For the other defining change of the last 12 years has gradually seen the essential big earner for England’s small but richly endowed libel bar sliding away. English libel law, offering heavy damages, huge fees and real advantages to a prospective litigant, has slowly become another victim of the digital revolution. Our courts have traditionally welcomed cases from all over the globe, however vestigial publication to a UK audience may have been. In that sense, the internet seemed to offer still plumper pickings. But American administrations, first at a state then a national level, became disgusted by the justice they saw meted out to their citizens by the Strand. They have decided that no English ruling that infringes the right to free speech can be enforced across the Atlantic. Our own politicians, spurred into action, are seeking to reform the gross imbalances of English libel.

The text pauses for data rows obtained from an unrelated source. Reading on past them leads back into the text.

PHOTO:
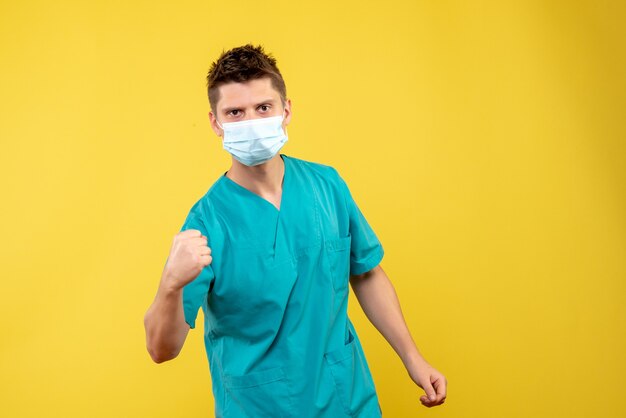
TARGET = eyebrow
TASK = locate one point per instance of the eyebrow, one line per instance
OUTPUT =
(268, 101)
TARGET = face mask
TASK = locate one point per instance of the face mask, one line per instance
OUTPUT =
(254, 141)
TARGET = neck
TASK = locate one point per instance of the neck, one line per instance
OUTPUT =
(262, 178)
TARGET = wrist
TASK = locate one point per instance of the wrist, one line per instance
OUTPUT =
(169, 286)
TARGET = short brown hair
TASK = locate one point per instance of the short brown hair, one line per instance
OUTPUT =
(242, 64)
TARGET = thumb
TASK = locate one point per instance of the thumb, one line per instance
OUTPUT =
(430, 391)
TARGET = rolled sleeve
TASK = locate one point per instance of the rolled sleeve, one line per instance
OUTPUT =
(366, 250)
(196, 292)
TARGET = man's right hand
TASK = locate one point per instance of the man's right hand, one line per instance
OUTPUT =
(188, 256)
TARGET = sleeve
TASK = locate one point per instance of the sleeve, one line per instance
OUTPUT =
(366, 251)
(196, 292)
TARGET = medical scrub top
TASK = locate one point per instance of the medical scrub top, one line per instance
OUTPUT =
(278, 338)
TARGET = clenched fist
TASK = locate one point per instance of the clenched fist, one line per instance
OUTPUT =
(188, 256)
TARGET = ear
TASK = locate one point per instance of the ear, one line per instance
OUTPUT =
(287, 113)
(216, 128)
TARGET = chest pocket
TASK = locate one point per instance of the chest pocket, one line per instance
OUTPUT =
(338, 253)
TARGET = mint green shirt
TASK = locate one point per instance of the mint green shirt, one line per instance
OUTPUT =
(278, 338)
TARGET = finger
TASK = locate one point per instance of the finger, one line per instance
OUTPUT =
(440, 386)
(430, 391)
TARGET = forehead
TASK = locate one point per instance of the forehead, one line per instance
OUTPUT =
(248, 93)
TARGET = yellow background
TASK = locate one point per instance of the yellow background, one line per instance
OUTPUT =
(484, 141)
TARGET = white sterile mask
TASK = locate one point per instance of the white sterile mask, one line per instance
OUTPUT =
(254, 141)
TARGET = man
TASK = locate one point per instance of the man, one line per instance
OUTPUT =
(268, 253)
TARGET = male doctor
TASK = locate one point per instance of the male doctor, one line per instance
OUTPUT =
(268, 253)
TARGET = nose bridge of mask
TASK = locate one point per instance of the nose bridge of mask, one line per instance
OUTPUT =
(253, 129)
(250, 121)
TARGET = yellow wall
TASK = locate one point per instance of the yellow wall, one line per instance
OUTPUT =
(484, 141)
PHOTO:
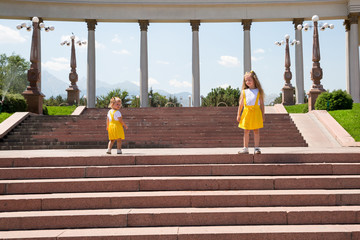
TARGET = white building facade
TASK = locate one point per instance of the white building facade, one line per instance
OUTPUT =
(195, 12)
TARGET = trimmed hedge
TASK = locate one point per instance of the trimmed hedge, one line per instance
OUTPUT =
(336, 100)
(14, 103)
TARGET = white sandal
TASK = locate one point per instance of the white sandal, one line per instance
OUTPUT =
(244, 151)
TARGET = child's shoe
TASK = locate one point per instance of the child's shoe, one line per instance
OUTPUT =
(257, 150)
(244, 151)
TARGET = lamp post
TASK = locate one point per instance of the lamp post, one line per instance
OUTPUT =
(288, 89)
(32, 94)
(73, 90)
(316, 71)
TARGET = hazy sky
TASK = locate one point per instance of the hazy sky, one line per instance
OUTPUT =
(169, 52)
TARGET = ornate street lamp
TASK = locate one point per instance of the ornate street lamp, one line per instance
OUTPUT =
(73, 90)
(288, 89)
(32, 94)
(316, 71)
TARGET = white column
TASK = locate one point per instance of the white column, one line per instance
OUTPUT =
(299, 63)
(39, 50)
(91, 77)
(144, 98)
(354, 58)
(195, 63)
(347, 55)
(247, 44)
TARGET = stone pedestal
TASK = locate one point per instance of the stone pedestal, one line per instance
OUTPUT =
(34, 100)
(73, 95)
(288, 95)
(313, 94)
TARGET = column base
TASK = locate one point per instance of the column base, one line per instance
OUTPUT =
(313, 95)
(34, 100)
(288, 95)
(73, 96)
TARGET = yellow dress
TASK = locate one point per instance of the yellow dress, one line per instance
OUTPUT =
(251, 117)
(115, 128)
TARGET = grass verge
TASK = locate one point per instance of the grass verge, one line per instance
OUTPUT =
(4, 116)
(299, 108)
(349, 120)
(60, 110)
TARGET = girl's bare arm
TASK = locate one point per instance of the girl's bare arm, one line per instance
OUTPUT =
(262, 107)
(123, 123)
(241, 105)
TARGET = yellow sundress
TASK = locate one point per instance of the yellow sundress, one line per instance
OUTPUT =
(115, 128)
(251, 118)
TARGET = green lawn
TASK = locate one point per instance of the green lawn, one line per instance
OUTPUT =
(60, 110)
(348, 119)
(296, 108)
(53, 110)
(4, 116)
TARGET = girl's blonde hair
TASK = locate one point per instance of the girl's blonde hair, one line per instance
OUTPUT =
(114, 100)
(256, 81)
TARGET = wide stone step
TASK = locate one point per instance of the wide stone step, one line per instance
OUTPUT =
(179, 199)
(179, 170)
(161, 217)
(178, 159)
(293, 232)
(203, 183)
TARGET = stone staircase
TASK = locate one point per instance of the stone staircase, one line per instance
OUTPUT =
(150, 128)
(201, 197)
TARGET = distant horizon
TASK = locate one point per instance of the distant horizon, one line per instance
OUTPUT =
(169, 53)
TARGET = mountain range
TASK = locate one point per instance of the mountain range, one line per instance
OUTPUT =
(52, 86)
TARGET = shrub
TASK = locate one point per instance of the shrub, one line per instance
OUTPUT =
(45, 110)
(14, 103)
(335, 100)
(306, 108)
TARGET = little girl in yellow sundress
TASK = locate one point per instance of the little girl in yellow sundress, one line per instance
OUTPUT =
(253, 114)
(114, 125)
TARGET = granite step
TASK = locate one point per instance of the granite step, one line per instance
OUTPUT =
(162, 217)
(179, 199)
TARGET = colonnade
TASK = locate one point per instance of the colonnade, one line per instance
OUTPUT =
(352, 60)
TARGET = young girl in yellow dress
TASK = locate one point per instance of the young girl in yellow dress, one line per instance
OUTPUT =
(253, 114)
(114, 125)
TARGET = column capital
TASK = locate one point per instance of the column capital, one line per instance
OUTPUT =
(143, 25)
(91, 24)
(298, 21)
(247, 24)
(347, 25)
(353, 18)
(195, 25)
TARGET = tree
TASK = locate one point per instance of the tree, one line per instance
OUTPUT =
(173, 102)
(156, 99)
(13, 73)
(221, 97)
(103, 101)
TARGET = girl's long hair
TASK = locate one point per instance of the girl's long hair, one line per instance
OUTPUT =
(114, 100)
(256, 80)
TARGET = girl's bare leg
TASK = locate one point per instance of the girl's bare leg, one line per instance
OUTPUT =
(257, 137)
(111, 143)
(246, 138)
(118, 142)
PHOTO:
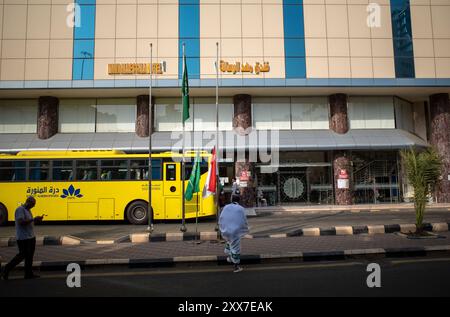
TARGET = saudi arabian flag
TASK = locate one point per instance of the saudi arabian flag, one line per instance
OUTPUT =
(185, 91)
(194, 180)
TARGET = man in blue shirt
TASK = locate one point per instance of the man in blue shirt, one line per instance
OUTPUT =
(233, 226)
(26, 241)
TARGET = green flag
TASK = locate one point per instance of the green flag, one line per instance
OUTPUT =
(194, 180)
(185, 91)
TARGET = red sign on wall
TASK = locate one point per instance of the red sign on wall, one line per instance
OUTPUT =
(343, 174)
(245, 175)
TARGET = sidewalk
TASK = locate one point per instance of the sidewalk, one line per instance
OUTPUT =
(354, 208)
(157, 254)
(387, 219)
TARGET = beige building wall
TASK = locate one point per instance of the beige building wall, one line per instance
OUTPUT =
(248, 32)
(35, 41)
(124, 31)
(431, 36)
(37, 44)
(340, 44)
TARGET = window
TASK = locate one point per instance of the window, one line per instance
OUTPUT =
(371, 112)
(310, 113)
(205, 114)
(86, 170)
(271, 113)
(12, 171)
(116, 115)
(62, 171)
(113, 170)
(168, 115)
(189, 165)
(171, 173)
(139, 169)
(76, 115)
(18, 116)
(39, 171)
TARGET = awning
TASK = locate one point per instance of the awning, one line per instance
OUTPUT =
(287, 140)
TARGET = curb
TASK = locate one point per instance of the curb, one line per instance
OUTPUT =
(368, 254)
(212, 235)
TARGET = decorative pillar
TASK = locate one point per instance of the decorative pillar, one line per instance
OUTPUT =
(142, 115)
(341, 159)
(338, 113)
(440, 139)
(47, 125)
(242, 120)
(341, 163)
(244, 171)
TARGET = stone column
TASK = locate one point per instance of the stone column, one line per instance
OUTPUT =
(440, 139)
(142, 115)
(248, 193)
(47, 125)
(242, 121)
(338, 113)
(242, 124)
(342, 161)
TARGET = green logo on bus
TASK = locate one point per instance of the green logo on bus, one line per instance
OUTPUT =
(71, 192)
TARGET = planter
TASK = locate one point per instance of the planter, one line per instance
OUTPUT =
(422, 235)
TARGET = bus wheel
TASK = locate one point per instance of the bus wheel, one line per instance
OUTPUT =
(3, 215)
(137, 213)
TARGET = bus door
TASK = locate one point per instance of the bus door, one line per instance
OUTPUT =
(172, 191)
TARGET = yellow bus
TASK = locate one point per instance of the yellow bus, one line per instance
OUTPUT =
(99, 185)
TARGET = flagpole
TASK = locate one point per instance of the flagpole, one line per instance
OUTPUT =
(217, 138)
(196, 218)
(150, 120)
(183, 225)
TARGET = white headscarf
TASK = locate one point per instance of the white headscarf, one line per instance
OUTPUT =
(233, 222)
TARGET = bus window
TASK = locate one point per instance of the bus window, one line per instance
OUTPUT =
(189, 165)
(171, 174)
(113, 169)
(39, 171)
(86, 170)
(12, 171)
(62, 171)
(139, 169)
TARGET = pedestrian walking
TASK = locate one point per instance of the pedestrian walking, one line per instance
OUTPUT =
(26, 240)
(233, 226)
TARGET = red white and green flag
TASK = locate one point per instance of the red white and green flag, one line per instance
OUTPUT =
(210, 185)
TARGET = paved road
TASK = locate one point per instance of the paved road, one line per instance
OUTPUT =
(399, 277)
(263, 224)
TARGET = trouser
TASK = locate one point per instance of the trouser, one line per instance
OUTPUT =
(26, 252)
(233, 250)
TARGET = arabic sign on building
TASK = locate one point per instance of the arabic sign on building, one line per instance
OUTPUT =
(226, 67)
(136, 69)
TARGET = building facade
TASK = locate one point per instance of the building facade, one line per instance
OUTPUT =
(339, 85)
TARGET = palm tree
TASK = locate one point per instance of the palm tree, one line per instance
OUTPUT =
(423, 169)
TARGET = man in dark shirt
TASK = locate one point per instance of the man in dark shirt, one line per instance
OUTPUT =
(26, 241)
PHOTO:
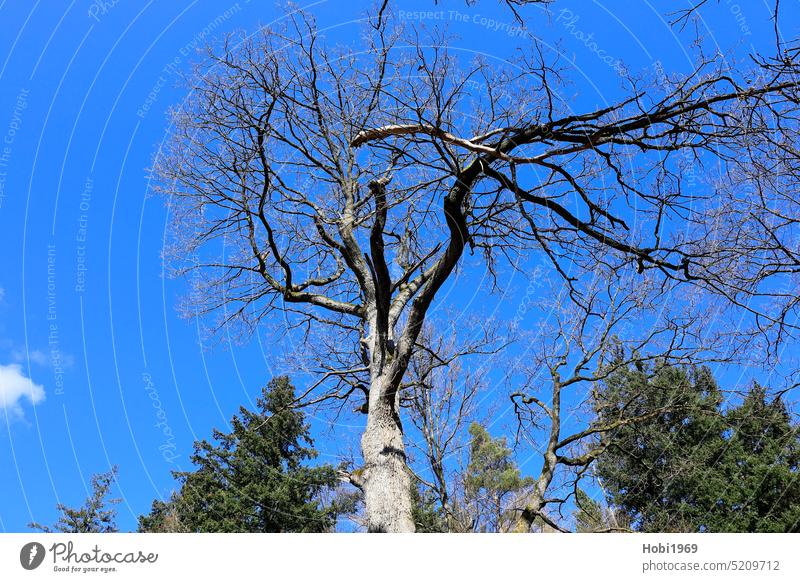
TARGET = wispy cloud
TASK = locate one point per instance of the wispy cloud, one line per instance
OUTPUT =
(14, 386)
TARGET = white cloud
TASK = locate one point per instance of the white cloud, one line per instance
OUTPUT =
(14, 386)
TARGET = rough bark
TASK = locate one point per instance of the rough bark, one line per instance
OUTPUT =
(386, 481)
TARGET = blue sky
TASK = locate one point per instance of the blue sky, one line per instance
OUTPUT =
(96, 367)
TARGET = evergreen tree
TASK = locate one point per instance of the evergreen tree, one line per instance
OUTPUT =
(695, 467)
(255, 478)
(96, 515)
(762, 468)
(427, 513)
(491, 480)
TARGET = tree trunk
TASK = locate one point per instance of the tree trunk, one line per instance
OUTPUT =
(385, 477)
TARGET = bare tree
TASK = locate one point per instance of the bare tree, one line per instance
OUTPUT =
(341, 187)
(445, 387)
(574, 356)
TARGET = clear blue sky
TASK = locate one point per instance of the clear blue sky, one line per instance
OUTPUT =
(86, 316)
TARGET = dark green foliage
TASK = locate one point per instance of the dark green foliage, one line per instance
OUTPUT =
(426, 511)
(693, 466)
(96, 515)
(254, 478)
(492, 478)
(762, 469)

And this decline in libel rewards is fundamentally connected to the rise in privacy speculation since 1998. Max Mosley could have chosen libel, but opted for privacy. Lawyers, naturally, have moved into this fresh, potentially lush area of litigation. Sweeping injunctions – nobody has quite counted them yet – have become the weapon of first resort. Sometimes (as with Trafigura’s attempt to gag the Guardian) the case has been too outrageous to endure. More typically, though, the queue of celebrities at the court door has succeeded in buying expensive secrecy for marital misdeeds – even if some, such as Andrew Marr, eventually repented of going to court.
John Naughton produced the handy spreadsheet above, which presents a rough estimate of the cost of trying to sue Twitter over pointless superinjuctions: about two days’ wages. As Naughton notes: “In the case of footballers earning anything up to £200k a week, the fees probably look like small beer, so there’s clearly room for business expansion here — for lawyers.”